DANS LES HAUTES HERBES (2019)

Vincenzo Natali porte à l'écran une nouvelle co-écrite par Stephen King et Joe Hill et transforme un champ en labyrinthe cauchemardesque…

IN THE TALL GRASS

 

CANADA – USA

 

Réalisé par Vincenzo Natali

 

Avec Patrick Wilson, Laysla De Oliveira, Harrison Gilbertson, Avery Whitted, Rachel Wilson, Will Bluie Jr

 

THEMA VÉGÉTAUX I SAGA STEPHEN KING

Versatile, Vincenzo Natali exerce autant son talent sur le grand que le petit écran. Après le coup d’éclat de Splice (injustement passé inaperçu auprès du large public), on l’a vu ainsi imprimer sa patte inventive sur des séries telles que Hannibal, Wayward Pines, Luke Cage, The Strain, American Gods, Perdus dans l’espace ou Westworld. Le cinéaste révélé par Cube reste ainsi fidèle au genre fantastique qu’il se plaît à déployer sous toutes ses formes. En 2015, il s’intéresse fortement à la nouvelle « In the Tall Grass » co-écrite par Stephen King et son fils Joe Hill et publiée une première fois trois ans plus tôt dans le magazine « Esquire ». Fasciné par ce récit court muant en vecteur d’épouvante un environnement à priori totalement inoffensif, en l’occurence un champ d’herbes, Natali est prêt à relever le défi et à transformer le texte en film. Mais le projet met du temps à se développer et ne se concrétise finalement qu’en 2018, au moment où Netflix acquiert les droits de l’adaptation. Portant comme souvent la double casquette de scénariste et de réalisateur,Vincenzo Natali s’installe avec son équipe à Toronto, dans un décor extérieur au bord duquel il fait édifier une vieille église abandonnée. Pour s’adapter à l’horizontalité de ce site naturel canadien, il tourne le long-métrage dans un ample format Cinémascope. Les prémisses de Dans les hautes herbes évoquent beaucoup la saga des Démons du maïs, dont on retrouve ce grand champ inquiétant, ce couple en voiture arrêté en rase campagne, cet enfant étrange qui semble en détresse ou encore ces connotations religieuses et païennes mystérieuses. À ces motifs récurrents s’ajoute celui du labyrinthe végétal de « Shining » qui est ici décliné et décuplé jusqu’au vertige.

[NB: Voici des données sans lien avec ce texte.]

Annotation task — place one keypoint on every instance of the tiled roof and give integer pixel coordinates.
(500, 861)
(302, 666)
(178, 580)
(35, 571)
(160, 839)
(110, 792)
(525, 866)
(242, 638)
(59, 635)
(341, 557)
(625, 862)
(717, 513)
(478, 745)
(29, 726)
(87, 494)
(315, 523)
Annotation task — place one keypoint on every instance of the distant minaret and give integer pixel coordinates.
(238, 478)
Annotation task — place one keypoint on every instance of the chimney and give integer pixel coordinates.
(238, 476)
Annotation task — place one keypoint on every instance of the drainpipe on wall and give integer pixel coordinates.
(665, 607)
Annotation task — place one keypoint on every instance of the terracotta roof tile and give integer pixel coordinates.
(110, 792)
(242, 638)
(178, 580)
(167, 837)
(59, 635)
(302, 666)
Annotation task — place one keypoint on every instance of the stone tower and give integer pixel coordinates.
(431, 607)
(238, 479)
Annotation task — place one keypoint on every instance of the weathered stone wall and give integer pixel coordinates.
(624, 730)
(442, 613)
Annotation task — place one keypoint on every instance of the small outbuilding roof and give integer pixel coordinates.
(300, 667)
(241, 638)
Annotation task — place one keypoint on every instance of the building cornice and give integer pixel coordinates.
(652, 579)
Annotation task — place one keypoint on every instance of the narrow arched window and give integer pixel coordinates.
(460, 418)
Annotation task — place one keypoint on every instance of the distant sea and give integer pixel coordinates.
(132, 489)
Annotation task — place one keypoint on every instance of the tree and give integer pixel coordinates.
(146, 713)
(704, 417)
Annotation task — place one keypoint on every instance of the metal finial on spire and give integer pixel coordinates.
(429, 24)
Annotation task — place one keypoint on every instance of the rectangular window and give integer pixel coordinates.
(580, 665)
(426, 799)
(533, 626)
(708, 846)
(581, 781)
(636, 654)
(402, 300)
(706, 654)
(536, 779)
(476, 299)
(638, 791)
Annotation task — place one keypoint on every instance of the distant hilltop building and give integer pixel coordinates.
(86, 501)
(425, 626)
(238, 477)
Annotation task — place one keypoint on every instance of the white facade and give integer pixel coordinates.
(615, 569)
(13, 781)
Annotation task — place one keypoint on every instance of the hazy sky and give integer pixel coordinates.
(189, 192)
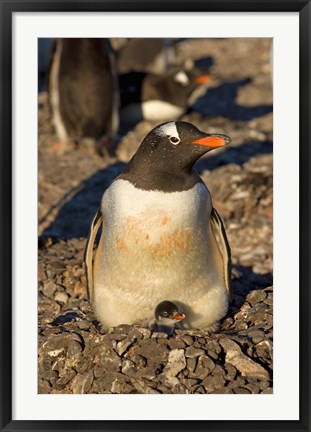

Dans les hautes herbes entre assez vite dans le vif du sujet, si vite que l’étrangeté s’y installe en un clin d’œil. A peine a-t-on le temps de nous familiariser avec ses deux personnages principaux. Becky (Laysla De Oliveira), enceinte de six mois, est en route vers San Diego. À ses côtés, Cal (Avery Whitted)tient le volant et tente de se montrer rassurant. Ce couple n’en est pas un, puisqu’ils sont frères et sœur. Mais l’ambiguïté perdure quelques minutes, et ce n’est pas en vain. Le lien qui unit ces deux êtres est en effet très fort, sans doute un peu trop. Alors qu’ils marquent une pause au pied d’une vieille église visiblement abandonnée, Becky et Cal sont intrigués par une voix qui surgit du grand champ de hautes herbes situé sur le bas-côté. C’est le cri d’un enfant perdu, qui cherche désespérément son chemin. Plus étrange encore, une autre voix – celle de sa mère ? – lui demande discrètement d’arrêter d’appeler à l’aide. Que faire ? Becky aimerait aller secourir cet enfant, d’autant que le son de sa voix laisse imaginer qu’il est tout près. Cal n’est pas très chaud mais accepte finalement de jouer les sauveteurs improvisés. Tous deux s’enfoncent donc dans ce grand labyrinthe vert, sans imaginer une seule seconde qu’ils s’apprêtent à basculer dans le cauchemar et l’horreur…

L’enfer vert

Dans les hautes herbes est un « film concept », exercice avec lequel Vincenzo Natali est familier depuis Cube. Il semble d’ailleurs vouloir prendre ici le contre-pied exact de son premier long-métrage, remplaçant la claustrophobie clinique par l’agoraphobie organique. L’enfermement glacial cède ainsi le pas aux grands espaces ensoleillés, mais la terreur est la même, celle de l’inconnu, de la perte de contrôle et du caractère insaisissable de certains personnages qui ne se révèlent qu’en cours de route. Dans ce domaine, la prestation de Patrick Wilson s’avère très étonnante, le héros de la saga Conjuring remplaçant au pied levé James Mardsen parti tenir la vedette du film Sonic. Le piège d’un tel scénario pourrait être son incapacité à déployer une intrigue digne de ce nom sur une longue durée. En effet, une fois la situation installée, nous nous interrogeons sur la capacité du film à rebondir suffisamment sans éviter les redites. Après tout, le texte écrit par King et Hill est assez succinct et ce postulat ressemble presque à un sujet de court-métrage. Mais Vincenzo Natali a de la ressource. En brisant les notions d’espace et de temps, en désorientant les personnages et les spectateurs, en déclinant le principe de la boucle spatio-temporelle pour mieux nous prendre au piège, il provoque une surprise permanente. Chaque pas dans ce champ infernal ouvre la voie vers de nouveaux rebondissements et de nouvelles frayeurs. Cinéaste extrêmement visuel – qui fit ses premiers pas comme storyboarder – Natali pare son film d’une mise en scène virtuose, saisissant l’incroyable photogénie de ces herbes interminables au sein de plans parfois vertigineux où la lumière évolue en même temps que le tempérament des personnages et où le monde se reflète dans les gouttes de roseau ou dans les yeux des corbeaux. Dans les hautes herbes met ainsi la beauté plastique au service de la peur. Du grand art.